This is the official implementation of the paper "Notes-guided MLLM Reasoning: Enhancing MLLM with Knowledge and Visual Notes for Visual Question Answering", which is accepted by CVPR 2025.
The knowledge-based visual question answering (KB-VQA) task involves using external knowledge about the image to assist reasoning. Building on the impressive performance of multimodal large language model (MLLM), recent methods have commenced leveraging MLLM as an implicit knowledge base for reasoning. However, the direct employment of MLLM with raw external knowledge might result in reasoning errors due to misdirected knowledge information. Additionally, MLLM may lack fine-grained perception of visual features, which can result in hallucinations during reasoning. To address these challenges, we propose Notes-guided MLLM Reasoning (NoteMR), a novel framework that guides MLLM in better reasoning by utilizing knowledge notes and visual notes. Specifically, we initially obtain explicit knowledge from an external knowledge base. Then, this explicit knowledge, combined with images, is used to assist the MLLM in generating knowledge notes. These notes are designed to filter explicit knowledge and identify relevant internal implicit knowledge within the MLLM. We then identify highly correlated regions between the images and knowledge notes, retaining them as image notes to enhance the model's fine-grained perception, thereby mitigating MLLM induced hallucinations. Finally, both notes are fed into the MLLM, enabling a more comprehensive understanding of the image-question pair and enhancing the model's reasoning capabilities. Our method achieves state-of-the-art performance on the OK-VQA and A-OKVQA datasets, demonstrating its robustness and effectiveness across diverse VQA scenarios.
The framework of Notes-guided MLLM Reasoning (NoteMR).The experiments were conducted on NVIDIA RTX A6000 GPU with 48GB memory.
- Python 3.10.14
- PyTorch 2.0.1
- CUDA 11.7
To run the MLLM reasoning code, you need to install the requirements:
pip install -r requirements.txt
We evaluate our model using two publicly available KB-VQA dataset.
- OK-VQA
- A-OKVQA
We extract the top-k passages related to the input image and the question with the knowledge retriever, using the pre-trained PreFLMR.

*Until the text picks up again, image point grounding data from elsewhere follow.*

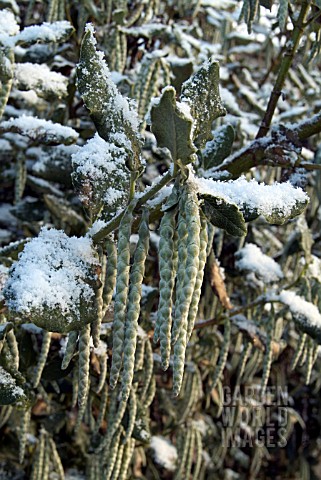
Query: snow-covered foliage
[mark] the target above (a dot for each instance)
(160, 177)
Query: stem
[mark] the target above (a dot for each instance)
(284, 68)
(253, 155)
(114, 223)
(133, 176)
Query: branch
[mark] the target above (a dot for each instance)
(254, 154)
(284, 68)
(150, 193)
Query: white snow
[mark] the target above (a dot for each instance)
(265, 199)
(6, 380)
(47, 32)
(251, 258)
(40, 77)
(117, 104)
(8, 24)
(165, 453)
(32, 127)
(3, 278)
(299, 306)
(99, 161)
(314, 268)
(50, 273)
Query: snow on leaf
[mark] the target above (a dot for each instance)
(172, 126)
(306, 315)
(100, 174)
(43, 131)
(219, 148)
(30, 76)
(45, 33)
(165, 453)
(277, 202)
(111, 112)
(251, 258)
(10, 392)
(53, 283)
(224, 214)
(201, 93)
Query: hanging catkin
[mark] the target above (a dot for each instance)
(199, 279)
(111, 273)
(84, 356)
(122, 282)
(186, 290)
(167, 274)
(46, 339)
(70, 349)
(134, 297)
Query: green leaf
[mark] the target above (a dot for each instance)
(172, 127)
(279, 217)
(9, 391)
(4, 328)
(201, 93)
(115, 119)
(224, 215)
(218, 149)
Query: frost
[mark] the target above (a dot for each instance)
(8, 25)
(114, 102)
(51, 273)
(35, 127)
(39, 77)
(314, 268)
(164, 452)
(101, 173)
(47, 32)
(251, 258)
(265, 199)
(3, 278)
(8, 383)
(299, 306)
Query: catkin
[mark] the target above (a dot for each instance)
(96, 324)
(45, 346)
(13, 348)
(223, 352)
(38, 463)
(56, 460)
(132, 411)
(102, 408)
(183, 454)
(267, 362)
(148, 370)
(282, 14)
(166, 284)
(103, 371)
(198, 451)
(111, 273)
(185, 287)
(84, 357)
(70, 349)
(182, 256)
(118, 462)
(111, 454)
(199, 279)
(123, 260)
(134, 297)
(5, 413)
(23, 430)
(127, 456)
(115, 417)
(299, 351)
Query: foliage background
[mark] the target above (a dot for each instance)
(149, 45)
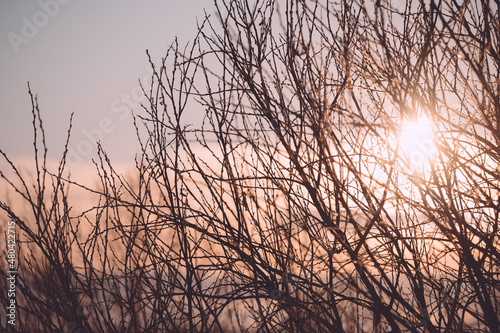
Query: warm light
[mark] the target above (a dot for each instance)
(416, 143)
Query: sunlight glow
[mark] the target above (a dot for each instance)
(416, 144)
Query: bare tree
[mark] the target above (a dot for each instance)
(295, 206)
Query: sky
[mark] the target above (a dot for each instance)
(83, 57)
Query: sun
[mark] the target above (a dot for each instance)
(416, 143)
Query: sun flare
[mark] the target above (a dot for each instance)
(416, 143)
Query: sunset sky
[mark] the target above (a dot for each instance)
(83, 57)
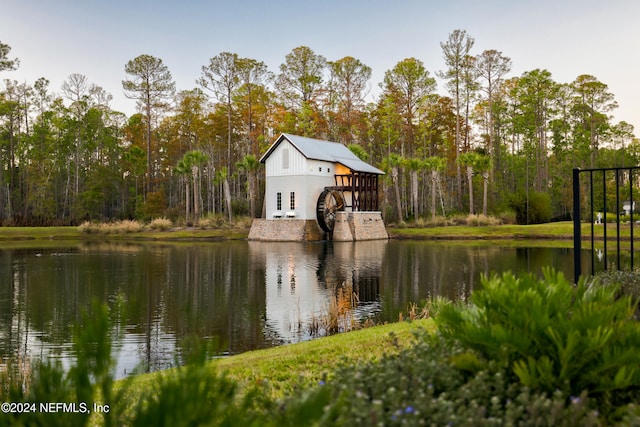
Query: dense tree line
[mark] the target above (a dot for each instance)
(492, 142)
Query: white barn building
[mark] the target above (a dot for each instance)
(311, 186)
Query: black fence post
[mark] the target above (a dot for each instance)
(577, 232)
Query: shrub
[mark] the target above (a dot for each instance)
(89, 227)
(535, 210)
(160, 224)
(549, 334)
(419, 387)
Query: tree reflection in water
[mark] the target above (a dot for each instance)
(239, 295)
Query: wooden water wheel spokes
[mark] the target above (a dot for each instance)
(329, 202)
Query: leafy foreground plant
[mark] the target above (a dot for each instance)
(551, 335)
(525, 352)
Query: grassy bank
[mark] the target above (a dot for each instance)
(559, 231)
(550, 231)
(281, 370)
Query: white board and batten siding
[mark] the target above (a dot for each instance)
(289, 171)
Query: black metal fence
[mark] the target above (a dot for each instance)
(599, 194)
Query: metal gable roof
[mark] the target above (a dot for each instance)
(317, 149)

python .\generate_knowledge_notes.py
python .\generate_output.py
If you use or extend our work, please cite the paper as follows:
@InProceedings{Fang_2025_CVPR,
author = {Fang, Wenlong and Wu, Qiaofeng and Chen, Jing and Xue, Yun},
title = {Notes-guided MLLM Reasoning: Enhancing MLLM with Knowledge and Visual Notes for Visual Question Answering},
booktitle = {Proceedings of the Computer Vision and Pattern Recognition Conference (CVPR)},
month = {June},
year = {2025},
pages = {19597-19607}
}